Les projections trimestrielles des gouverneurs confirment la théorie d’une normalisation possible de l’économie sans trop accroître le chômage.
Le comité de politique monétaire (FOMC) de la Fed, Federal Open Market Committee (FOMC), Jerome Powell, Federal Reserve
Le comité de politique monétaire (FOMC) de la Fed  -  Photo Fed.

N’en déplaise aux économistes du Peterson Institute, les gouverneurs de la Fed ont confirmé ce 22 mars à l’issue du Comité de politique monétaire (FOMC) qu’ils s’attendent bien à un atterrissage en douceur de l’économie américaine. Leurs projections économiques et de hausses des taux (dot plots) trimestrielles plaident en ce sens.

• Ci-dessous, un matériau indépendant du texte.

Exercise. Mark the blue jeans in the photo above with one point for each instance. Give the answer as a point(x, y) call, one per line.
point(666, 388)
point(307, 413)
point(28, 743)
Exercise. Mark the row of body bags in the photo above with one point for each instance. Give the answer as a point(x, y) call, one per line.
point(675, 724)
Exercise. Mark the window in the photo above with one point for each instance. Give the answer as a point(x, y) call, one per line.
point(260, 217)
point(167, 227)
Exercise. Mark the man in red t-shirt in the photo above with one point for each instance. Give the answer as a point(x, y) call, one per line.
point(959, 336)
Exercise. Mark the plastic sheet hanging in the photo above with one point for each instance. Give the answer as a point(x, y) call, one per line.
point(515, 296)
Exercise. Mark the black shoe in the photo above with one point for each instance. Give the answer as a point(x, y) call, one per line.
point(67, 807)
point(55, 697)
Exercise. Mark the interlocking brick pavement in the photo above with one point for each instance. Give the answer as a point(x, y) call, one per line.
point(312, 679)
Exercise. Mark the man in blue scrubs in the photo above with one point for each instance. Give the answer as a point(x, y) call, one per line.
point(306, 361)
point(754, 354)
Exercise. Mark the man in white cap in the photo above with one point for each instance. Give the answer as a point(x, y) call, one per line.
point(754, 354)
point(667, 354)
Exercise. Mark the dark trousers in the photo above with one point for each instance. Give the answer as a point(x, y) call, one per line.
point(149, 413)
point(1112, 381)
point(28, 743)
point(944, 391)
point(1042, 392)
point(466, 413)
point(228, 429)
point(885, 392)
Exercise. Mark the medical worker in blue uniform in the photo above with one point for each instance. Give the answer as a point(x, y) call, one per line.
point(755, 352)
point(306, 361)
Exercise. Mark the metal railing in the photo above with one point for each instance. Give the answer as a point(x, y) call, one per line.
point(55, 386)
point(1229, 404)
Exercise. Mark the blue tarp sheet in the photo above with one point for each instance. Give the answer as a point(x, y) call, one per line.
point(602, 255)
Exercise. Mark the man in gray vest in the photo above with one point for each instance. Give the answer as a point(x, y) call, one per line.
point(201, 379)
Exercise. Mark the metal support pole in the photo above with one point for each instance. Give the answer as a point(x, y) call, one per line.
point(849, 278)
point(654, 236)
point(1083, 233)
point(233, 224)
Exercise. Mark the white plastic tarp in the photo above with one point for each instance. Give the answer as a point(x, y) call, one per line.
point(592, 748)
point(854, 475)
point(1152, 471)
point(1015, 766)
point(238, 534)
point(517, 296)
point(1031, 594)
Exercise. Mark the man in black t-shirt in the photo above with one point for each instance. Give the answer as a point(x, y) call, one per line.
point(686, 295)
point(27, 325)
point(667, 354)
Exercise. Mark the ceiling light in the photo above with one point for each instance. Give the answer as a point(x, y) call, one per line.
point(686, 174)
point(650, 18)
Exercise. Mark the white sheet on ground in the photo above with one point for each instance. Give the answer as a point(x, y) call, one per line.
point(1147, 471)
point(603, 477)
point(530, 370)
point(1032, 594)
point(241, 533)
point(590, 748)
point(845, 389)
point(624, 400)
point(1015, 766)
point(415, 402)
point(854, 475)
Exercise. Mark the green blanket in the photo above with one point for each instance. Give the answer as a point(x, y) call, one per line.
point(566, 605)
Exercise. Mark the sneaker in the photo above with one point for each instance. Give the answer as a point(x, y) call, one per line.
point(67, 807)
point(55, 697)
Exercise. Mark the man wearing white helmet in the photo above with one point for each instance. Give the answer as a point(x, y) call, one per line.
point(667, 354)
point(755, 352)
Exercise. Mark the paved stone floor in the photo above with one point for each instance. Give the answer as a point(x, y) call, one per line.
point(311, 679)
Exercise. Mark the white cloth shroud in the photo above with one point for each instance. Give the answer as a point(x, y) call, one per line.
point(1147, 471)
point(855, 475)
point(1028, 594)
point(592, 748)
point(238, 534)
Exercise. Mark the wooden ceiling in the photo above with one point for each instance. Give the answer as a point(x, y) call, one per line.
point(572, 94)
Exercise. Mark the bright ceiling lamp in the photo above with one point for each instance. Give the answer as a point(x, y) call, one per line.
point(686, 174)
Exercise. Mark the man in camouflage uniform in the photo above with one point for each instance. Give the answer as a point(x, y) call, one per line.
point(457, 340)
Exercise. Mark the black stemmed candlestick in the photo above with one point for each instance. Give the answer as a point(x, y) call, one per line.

Inédit dans l’histoire des resserrements monétaires, ce scénario suscitait en juillet 2022 quelques sarcasmes d’Olivier Blanchard et de Larry Summers. Ils estimaient alors qu’il était impossible d’effacer les postes de travail vacants sans détériorer le taux de chômage, ce qui correspond à un scénario de «hard landing».

Or, ce scénario de «soft landing» de la Fed a même été remplacé par l’idée d’une réaccélération de l’économie américaine («no landing») avec les données sur l’emploi et sur l’inflation en février. Mais la crise bancaire – que le président de la Réserve fédérale Jerome Powell a tenté mercredi de relativiser - est passée par là avec la faillite de Silicon Valley Bank, et a sans doute conduit à un réajustement des projections.

Les gouverneurs aboutissent à une croissance en fin d’année de 0,4% en 2023 au lieu de 0,5% anticipés en décembre 2022. Pour 2024, la projection est ramenée de 1,6% à 1,2%. Ceci serait permis par un retour de l’inflation PCE à 3,3% en décembre (au lieu de 3,1% dans la projection précédente) et de l’inflation sous-jacente «core PCE» à 3,6% (+0,1 point), avant une relative normalisation dans les deux cas autour de 2,5% en 2024 et 2,1% en 2025.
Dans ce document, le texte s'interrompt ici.